In America, presidents end speeches with, "God bless you." In the U.K. last week, Prime Minister Tony Blair ended a big speech with: "I know it will be rubbished in certain quarters." Mr. Blair's subject was the media.

Rubbished it was.

Simon Jenkins of the Sunday Times smashed a bottle of printer's bile against the wall and dumped the following shards on Mr. Blair's head: Only by "dismantling their footling reputations and hounding them from pillar to post will we ever get a noose round their necks." "They" are the British political class and "we" the British press.

With a few exceptions, the fellows around London's newsrooms averred that the prime minister's criticism was, yes, rubbish. Perhaps the trashing flowed from the talk's most quoted line, that the media today is at times a "feral beast, just tearing people and reputations to bits."

In my experience, no subject triggers longer conversations around the U.S. now than "the media." People are fascinated by what's happening to newspapers, the role of cable TV and, of course, the Web. Most people I talk to about this are information junkies, a human compulsion that made newspapers possible. They know that technology is bending the information status quo and want to talk about whether the direction of change is for better or worse.

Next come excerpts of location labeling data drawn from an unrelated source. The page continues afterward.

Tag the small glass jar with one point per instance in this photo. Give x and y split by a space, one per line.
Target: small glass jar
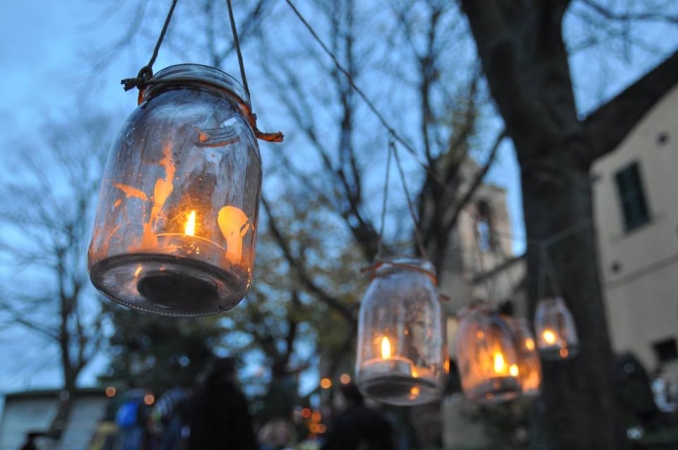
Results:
529 365
401 343
176 224
556 333
486 356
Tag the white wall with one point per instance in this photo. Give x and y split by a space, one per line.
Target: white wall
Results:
642 294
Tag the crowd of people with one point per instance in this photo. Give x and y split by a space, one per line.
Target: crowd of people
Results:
215 415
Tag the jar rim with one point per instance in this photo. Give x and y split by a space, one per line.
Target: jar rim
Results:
387 264
200 74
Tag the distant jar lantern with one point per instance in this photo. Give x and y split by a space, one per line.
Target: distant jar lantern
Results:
176 224
529 365
555 329
486 356
401 357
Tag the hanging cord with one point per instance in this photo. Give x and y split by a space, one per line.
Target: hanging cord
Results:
268 137
413 215
146 72
355 87
549 273
391 149
145 75
236 41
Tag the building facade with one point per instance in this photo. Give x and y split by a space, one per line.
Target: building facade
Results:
636 216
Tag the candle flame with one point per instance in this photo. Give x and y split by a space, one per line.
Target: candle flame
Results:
385 348
414 392
499 362
549 336
529 344
190 224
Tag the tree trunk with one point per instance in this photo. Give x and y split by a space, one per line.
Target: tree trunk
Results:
64 406
578 408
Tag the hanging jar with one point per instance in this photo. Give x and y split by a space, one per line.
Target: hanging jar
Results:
529 365
401 343
176 224
555 329
486 355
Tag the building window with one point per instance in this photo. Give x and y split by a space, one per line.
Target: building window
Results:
666 350
484 231
632 197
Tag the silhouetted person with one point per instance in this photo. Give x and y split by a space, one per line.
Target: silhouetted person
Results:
356 425
219 418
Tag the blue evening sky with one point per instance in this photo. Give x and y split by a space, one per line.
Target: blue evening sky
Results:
42 44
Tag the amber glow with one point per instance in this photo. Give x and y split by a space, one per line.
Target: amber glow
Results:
190 224
385 348
529 344
499 363
549 336
234 225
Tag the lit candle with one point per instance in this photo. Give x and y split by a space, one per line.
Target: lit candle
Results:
189 230
549 336
234 225
388 364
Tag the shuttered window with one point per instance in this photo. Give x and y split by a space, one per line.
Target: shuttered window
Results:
632 197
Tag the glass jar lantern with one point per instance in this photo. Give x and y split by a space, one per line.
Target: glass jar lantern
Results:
555 329
401 343
176 224
529 365
486 356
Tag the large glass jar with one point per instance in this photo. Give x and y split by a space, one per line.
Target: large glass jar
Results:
486 355
401 344
176 225
529 365
556 333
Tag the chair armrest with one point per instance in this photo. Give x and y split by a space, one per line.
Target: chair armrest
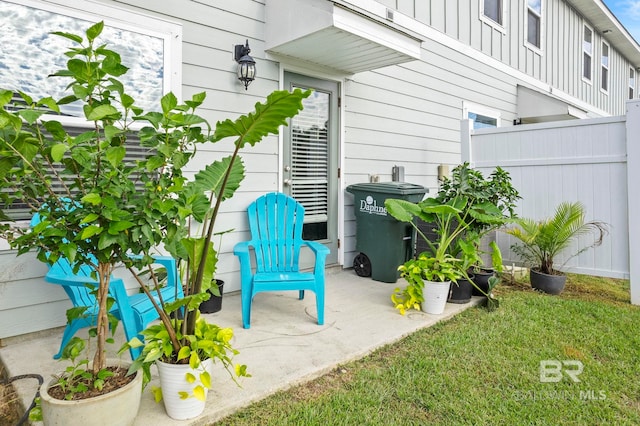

Mr. Blair said his subject was "how politics is reported" in the Internet age. Yes, the British and American media are distinct creatures, but I found Mr. Blair's comments sufficiently provoking on an important subject to warrant an airing here in the U.S.

Deep wells of energy are emptied daily in political or professional life now, says Mr. Blair, "coping with the media, its sheer scale, weight and constant hyperactivity. At points it literally overwhelms. Talk to senior people in virtually any walk of life today--business, military, public services, sport, even charities and voluntary organizations--and they will tell you the same." He says, "Any public service leader . . . will tell you not that they mind the criticism, but they have become totally demoralized by the completely unbalanced nature of it."

Mr. Blair's complaint about balance appears not to be about political bias, the normal media beef of American conservatives. Mr. Blair is a Laborite. Instead, Tony Blair seems to believe the media has become mostly melodrama: "Things, people, issues, stories, are all black and white. Life's usual grays are almost entirely absent. 'Some good, some bad'; 'some things going right, some going wrong.' These are concepts alien to much of today's reporting. It is a triumph or a disaster. A problem is a crisis. A setback is a policy in tatters."

In place of life's grays, he says, we now get political blood: "Attacking motive is far more potent than attacking judgment. It is not enough for someone to make an error, it has to be venal, conspiratorial. Watergate was a great piece of journalism, but there is a Ph.D. thesis all on its own to examine the consequences for journalism of standing one conspiracy up. What creates cynicism is not mistakes, it is allegations of misconduct."

...
I thought the most interesting reaction to Tony Blair's speech was how quickly the British media moved to prove his point. There is no humility in that crowd. There is plenty of arrogance. It is the combination of arrogance and willful ignorance that makes their feral attacks so unattractive and unpersuasive. They apparently need to ratchet up these characteristics to make their small points. The assumption of venality is also misplaced. President Bush and Tony Blair are not venal characters, but our enemies are and they are rarely ever presented as venal.